A DLP® (Digital Light Processing) projector uses DLP chips called DMDs (Digital Micromirror Devices) with millions of microscopic reflection mirrors, one for each pixel in an image.
A laser projector uses one DLP chip (1DLP) or three DLP chips for each primary color of light — red, green, and blue (3DLP), with a rapidly spinning color wheel between the chip(s) and a light source to produce an image. This can also be achieved electronically with LEDs or RGB pure laser as the light source.
A DLP projector with Full HD resolution (1920 pixels wide x 1080 pixels high) would use either one or three DMD chips (1DLP or 3DLP) made up of 1,080 rows of mirrors, with each row containing 1,920 microscopic mirrors. At the other end of the spectrum, a native 4K DLP projector (4096 x 2160 pixels) uses 4,096 rows of mirrors with 2,160 microscopic mirrors.
What is the difference between 3-chip DLP and 1-chip DLP?
A 1DLP® laser projector uses one DLP chip (or DMD) and places a rapidly spinning color wheel between the chip and a light source to produce an image.

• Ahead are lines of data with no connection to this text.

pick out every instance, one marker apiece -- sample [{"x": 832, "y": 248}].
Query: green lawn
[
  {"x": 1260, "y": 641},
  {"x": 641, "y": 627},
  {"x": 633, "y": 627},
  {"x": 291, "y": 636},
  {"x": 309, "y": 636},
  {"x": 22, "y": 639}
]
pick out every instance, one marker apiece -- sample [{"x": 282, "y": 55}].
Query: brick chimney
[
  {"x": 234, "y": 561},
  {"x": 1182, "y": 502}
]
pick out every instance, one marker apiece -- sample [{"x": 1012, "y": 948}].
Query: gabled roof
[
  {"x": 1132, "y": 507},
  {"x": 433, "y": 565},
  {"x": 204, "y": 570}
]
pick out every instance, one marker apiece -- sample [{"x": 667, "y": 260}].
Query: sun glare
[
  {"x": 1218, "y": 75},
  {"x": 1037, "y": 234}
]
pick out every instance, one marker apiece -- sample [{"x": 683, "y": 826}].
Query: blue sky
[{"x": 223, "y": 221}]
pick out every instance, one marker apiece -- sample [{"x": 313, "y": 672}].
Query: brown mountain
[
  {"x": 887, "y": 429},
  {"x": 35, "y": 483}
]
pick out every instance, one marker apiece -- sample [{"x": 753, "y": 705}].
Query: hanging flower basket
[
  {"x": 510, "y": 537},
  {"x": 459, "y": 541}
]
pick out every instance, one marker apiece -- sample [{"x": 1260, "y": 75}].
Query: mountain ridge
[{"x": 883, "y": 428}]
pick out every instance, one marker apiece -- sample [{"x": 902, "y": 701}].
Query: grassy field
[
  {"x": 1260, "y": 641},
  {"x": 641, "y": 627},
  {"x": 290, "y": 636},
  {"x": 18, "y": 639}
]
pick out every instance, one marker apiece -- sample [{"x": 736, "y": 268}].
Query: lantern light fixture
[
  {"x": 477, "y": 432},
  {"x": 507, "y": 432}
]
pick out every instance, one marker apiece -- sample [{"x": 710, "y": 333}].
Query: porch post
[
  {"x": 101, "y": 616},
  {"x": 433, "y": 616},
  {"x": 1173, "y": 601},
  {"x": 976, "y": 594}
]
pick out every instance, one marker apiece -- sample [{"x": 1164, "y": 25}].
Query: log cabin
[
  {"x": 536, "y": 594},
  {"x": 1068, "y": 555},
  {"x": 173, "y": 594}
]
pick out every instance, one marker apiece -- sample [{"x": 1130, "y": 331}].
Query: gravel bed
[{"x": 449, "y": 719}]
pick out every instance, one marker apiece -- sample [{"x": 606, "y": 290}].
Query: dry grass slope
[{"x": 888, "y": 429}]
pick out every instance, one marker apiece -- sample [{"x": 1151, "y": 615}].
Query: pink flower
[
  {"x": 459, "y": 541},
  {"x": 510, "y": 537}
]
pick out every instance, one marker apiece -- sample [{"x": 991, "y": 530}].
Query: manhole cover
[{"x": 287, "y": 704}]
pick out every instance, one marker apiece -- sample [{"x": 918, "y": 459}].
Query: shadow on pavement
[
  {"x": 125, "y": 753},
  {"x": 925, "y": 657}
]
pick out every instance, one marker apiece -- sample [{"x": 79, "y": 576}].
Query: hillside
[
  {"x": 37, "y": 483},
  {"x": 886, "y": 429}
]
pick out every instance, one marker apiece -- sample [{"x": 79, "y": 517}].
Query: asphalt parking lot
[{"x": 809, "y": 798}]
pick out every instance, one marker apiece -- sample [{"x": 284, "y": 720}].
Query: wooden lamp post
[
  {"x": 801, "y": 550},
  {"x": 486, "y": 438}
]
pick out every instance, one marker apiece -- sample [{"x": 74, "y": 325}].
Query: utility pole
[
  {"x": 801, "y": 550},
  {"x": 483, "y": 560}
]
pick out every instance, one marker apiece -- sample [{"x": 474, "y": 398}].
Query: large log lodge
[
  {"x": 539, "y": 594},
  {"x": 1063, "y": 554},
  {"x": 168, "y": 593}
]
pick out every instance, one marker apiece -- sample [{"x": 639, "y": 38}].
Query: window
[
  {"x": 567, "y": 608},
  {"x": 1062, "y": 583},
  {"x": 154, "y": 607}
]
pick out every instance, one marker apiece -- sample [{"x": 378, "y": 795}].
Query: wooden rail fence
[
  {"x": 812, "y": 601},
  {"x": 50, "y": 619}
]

This can also be achieved electronically with LEDs or RGB pure laser as the light source. 3DLP® projectors use one DMD for each primary color of light — red, green, and blue — which are optically converged to produce a single, full-color image.
Newer 1DLP projectors are edging closer to 3DLP performance as their brightness capabilities increase, 4K UHD resolution becomes more common, and contrast levels and color reproduction improve.
When you see massive projections on the side of a building, or large-scale immersive experiences and live events, this is most likely 3DLP projection in action. With 3DLP, you also typically have higher frame rate options than 1DLP for superior dynamic image quality. When it comes to brightness, hue, and saturation, 3DLP projectors are the best in the industry.